Cette fois, Denise laissa un message vocal.

Je l’écoutai sur haut-parleur.

« Doreen, Wade et moi devons parler du terrain de Papa. Il semble qu’il y avait des informations que personne n’a révélées lors de la lecture du testament. Appelle-moi avant de faire quoi que ce soit. »

Personne n’a révélé.

Comme si je leur devais une présentation d’investissement pendant que leur père mourait.

La colère monta.

Bernard me regarda.

« N’appelle pas pendant que tu es en colère. »

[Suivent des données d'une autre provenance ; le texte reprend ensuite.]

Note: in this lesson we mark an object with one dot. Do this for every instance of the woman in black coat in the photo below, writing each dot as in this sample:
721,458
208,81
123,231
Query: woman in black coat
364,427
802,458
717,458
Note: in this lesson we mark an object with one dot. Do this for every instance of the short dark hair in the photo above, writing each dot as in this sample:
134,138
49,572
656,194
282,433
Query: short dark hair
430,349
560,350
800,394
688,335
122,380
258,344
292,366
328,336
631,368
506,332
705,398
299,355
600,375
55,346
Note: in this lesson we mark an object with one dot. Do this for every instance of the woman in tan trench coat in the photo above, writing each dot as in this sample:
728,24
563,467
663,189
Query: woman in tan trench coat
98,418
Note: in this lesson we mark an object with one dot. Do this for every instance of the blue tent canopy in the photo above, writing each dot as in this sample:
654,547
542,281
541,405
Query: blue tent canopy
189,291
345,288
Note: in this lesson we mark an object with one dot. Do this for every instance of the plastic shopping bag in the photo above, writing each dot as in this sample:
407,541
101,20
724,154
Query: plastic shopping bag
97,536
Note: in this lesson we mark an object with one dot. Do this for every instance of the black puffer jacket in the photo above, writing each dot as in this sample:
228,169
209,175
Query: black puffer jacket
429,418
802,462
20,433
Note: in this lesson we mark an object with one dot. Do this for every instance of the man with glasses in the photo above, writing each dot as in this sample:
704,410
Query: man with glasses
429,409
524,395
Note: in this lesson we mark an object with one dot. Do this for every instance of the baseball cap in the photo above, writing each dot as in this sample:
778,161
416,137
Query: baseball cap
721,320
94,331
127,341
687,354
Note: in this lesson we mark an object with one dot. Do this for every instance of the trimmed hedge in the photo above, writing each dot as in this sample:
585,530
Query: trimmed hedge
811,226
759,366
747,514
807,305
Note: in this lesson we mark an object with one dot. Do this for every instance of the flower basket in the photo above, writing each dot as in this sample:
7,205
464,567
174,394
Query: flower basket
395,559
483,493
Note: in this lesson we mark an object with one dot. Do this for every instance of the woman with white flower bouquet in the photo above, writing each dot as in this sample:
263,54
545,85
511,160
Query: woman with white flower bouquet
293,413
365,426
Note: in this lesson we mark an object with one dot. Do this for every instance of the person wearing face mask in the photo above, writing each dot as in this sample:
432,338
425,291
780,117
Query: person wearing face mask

« Je ne vais pas jubiler. »

« Je sais. »

Il se renversa dans sa chaise.

« Mais n’explique pas trop non plus. Tu ne leur dois pas une négociation avant même d’avoir compris ta propre position. »

J’acquiesçai.

C’était nouveau pour moi.

Pendant quatorze ans, j’avais expliqué presque chaque décision aux enfants d’Harold parce que je voulais qu’ils comprennent que je n’étais pas après son argent.

Je gardais les reçus.

Je payais mes vêtements.

Je travaillais à temps partiel même quand Harold me demandait de ralentir.

À l’hôpital, je sortais quand Denise arrivait, parce que je pensais qu’un père et sa fille méritaient un peu d’intimité.

Aux funérailles, j’avais accepté le deuxième rang parce que faire une scène me paraissait plus laid que d’avaler l’humiliation.

Lors de la lecture du testament, j’étais restée assise pendant qu’ils plaisantaient sur la Route 9.

J’avais passé quatorze ans à prouver que je n’étais pas cupide à des gens qui avaient déjà décidé qui j’étais.

La lettre d’Harold se terminait par un dernier paragraphe.

Ne vends pas à bas prix parce que tu es fatiguée. Ne donne rien parce qu’ils sont en colère. Prends de bons conseils. Garde assez du ruisseau pour pouvoir t’y asseoir. Tu as toujours aimé ce virage plus que moi.

Je couvris ma bouche.

Bernard détourna le regard jusqu’à ce que je puisse respirer à nouveau.

Puis il posa la carte de visite de Ruth Ann Kessler à côté du plan.

« Appelle-la pendant que je suis là. »

Je le fis.

Ruth Ann répondit à la deuxième sonnerie.

« Mme Vance ? »

« Oui. »

« Je suis contente que vous ayez quelqu’un avec vous. »

« Moi aussi. »

Elle commença à m’expliquer l’offre de Cardinal.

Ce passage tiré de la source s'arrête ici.